Desde la puerta de su atelier, Mister Burnett oyó los gritos de los diplomáticos que corrían a ponerse a salvo del ventarrón. El cielo era un gran arco iris de fuegos y nubes y sólo el Primer Ministro sabía lo que significaba ese estremecimiento en las entrañas de Bongwutsi. El coronel Yustinov pasó por el sendero de lajas levantándose los pantalones, tambaleante, cubierto de crema y chocolate, hablando solo. Más allá, el teniente Wilson trataba de ordenar la retirada de los invitados hacia el bulevar con algunos guardias que habían tomado y fumado demasiado y no parecían serle de mucha utilidad.

El Primer Ministro se acercó a Mister Burnett, que estaba remontando la estrella de cinco puntas, envuelto en una salida de baño, y le dijo que Quomo había regresado y que necesitaría de los soldados británicos para hacer frente a una nueva revolución. El embajador le respondió con una carcajada y se fue corriendo, dándole hilo al barrilete que ya volaba por encima de la arboleda. "Pónganle música, pónganle música", gritaba, hasta que se perdió en la oscuridad.
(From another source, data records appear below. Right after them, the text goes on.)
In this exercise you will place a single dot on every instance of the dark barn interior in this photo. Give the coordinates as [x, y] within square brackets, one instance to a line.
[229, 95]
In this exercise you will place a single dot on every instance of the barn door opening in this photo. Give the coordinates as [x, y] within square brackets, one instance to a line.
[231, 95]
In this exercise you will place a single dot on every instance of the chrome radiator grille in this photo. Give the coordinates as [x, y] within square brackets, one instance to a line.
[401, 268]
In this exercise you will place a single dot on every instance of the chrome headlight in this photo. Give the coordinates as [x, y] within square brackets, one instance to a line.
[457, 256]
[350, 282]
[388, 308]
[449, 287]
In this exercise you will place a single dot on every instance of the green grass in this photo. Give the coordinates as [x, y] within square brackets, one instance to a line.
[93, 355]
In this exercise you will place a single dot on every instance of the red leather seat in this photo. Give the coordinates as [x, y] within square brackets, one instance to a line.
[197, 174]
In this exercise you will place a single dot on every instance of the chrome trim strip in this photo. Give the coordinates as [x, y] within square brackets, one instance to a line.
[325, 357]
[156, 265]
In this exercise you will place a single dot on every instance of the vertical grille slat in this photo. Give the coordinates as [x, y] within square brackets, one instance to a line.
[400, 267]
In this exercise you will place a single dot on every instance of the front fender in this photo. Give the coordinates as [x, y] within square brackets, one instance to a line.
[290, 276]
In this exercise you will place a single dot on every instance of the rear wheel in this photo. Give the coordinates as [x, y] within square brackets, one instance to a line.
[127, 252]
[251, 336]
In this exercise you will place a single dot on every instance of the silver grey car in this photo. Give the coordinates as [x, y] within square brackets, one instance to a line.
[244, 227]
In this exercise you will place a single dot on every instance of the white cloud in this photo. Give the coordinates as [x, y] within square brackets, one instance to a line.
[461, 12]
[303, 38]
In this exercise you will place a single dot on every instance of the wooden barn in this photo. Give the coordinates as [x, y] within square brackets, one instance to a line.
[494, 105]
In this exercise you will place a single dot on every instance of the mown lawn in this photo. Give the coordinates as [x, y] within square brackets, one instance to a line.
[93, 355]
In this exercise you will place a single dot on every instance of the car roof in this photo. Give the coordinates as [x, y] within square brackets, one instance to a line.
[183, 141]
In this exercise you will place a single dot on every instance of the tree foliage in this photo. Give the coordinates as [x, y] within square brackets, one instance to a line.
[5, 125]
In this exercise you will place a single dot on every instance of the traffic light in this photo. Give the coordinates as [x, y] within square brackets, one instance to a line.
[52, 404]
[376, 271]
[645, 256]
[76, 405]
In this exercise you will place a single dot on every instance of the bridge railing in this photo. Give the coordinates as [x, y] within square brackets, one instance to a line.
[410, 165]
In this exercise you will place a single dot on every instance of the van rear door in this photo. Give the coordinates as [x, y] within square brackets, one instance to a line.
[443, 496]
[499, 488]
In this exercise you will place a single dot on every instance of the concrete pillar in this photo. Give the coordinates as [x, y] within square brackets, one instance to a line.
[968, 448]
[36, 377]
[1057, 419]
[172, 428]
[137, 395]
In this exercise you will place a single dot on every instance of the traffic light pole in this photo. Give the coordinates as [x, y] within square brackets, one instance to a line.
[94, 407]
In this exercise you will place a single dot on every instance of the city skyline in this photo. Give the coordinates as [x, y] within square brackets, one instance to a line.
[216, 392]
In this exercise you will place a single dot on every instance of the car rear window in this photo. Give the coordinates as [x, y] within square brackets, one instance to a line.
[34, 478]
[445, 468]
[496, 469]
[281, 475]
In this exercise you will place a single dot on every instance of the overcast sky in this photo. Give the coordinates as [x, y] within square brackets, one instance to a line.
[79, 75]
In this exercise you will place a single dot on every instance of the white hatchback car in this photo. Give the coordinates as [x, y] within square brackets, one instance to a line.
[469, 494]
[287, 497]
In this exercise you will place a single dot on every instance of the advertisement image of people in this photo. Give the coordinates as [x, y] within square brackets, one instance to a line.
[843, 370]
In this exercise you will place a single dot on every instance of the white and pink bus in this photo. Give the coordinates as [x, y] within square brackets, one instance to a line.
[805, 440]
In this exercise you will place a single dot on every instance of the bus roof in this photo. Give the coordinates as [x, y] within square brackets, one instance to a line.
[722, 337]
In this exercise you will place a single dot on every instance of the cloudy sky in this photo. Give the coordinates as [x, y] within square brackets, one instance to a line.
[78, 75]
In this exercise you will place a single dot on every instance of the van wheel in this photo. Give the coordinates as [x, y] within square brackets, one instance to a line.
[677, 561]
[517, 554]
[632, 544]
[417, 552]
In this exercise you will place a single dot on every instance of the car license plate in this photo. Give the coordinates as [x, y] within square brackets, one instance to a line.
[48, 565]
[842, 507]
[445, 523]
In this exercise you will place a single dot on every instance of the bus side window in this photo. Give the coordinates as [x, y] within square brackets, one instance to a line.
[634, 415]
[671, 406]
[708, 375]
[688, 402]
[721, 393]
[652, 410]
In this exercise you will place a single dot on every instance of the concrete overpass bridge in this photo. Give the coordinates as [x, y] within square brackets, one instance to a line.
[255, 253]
El teniente Wilson quería llevar a Monsieur Daladieu ante el agente Jean Bouvard, porque no había entendido bien lo que éste le había contado y dudaba de que estuviera en su sano juicio. Pero el embajador de Francia se había ido en la ambulancia con el commendatore Tacchi para certificar que el honor de Mister Burnett estaba a salvo y de paso comunicar los últimos acontecimientos al Quai d'Orsay. En medio de la confusión, algunos diplomáticos se quejaban de haber perdido a sus mujeres, y el Primer Ministro gritaba que era necesario salir a patrullar la ciudad. El teniente Wilson, desbordado, pidió que le trajeran un jeep para ir a encender personalmente los fuegos artificiales. Quería hacer la cuenta de la tropa que le quedaba e impartir las primeras órdenes de represión.

62

Junto al teniente Tindemann, cayeron del camión algunos fusiles y un obús que había servido en la guerra de Vietnam. Bertoldi miró a los negros y pensó que estaba perdido. En unas pocas horas había pasado de la euforia de la partida a la convicción de la muerte. Lamentó (y creyó que ése era el último sentimiento de su vida) no haber pasado la noche en el Sheraton con la adolescente casi desnuda. Pero también tuvo tiempo de recordar los blanquísimos pechos de Daisy, el aire ausente de Estela y su triunfal entrada al bulevar de las embajadas. No intentó escapar: apenas se movió para abrazar la valija, y se sentó en el pasto. Kiko se agachó a su lado y le pasó un brazo sobre los hombros.

– Acá tiene -dijo-, dejarle todo esto. Un ruso y algunas armas siempre ser útiles cuando uno estar en guerras.

Bertoldi levantó la vista y encontró una cara amable, de ojos compasivos.

– ¿Y ahora para qué los quiero? -dijo en voz baja y empezó a sollozar como el día que le robaron la billetera.

Kiko le dio unas palmadas suaves en la espalda y le sacó la valija sin esfuerzo, como quien le quita el reloj a un muerto.

El ruso los miraba sin entender, preguntándose si debía seguir con su misión o regresar a la embajada para pedir instrucciones.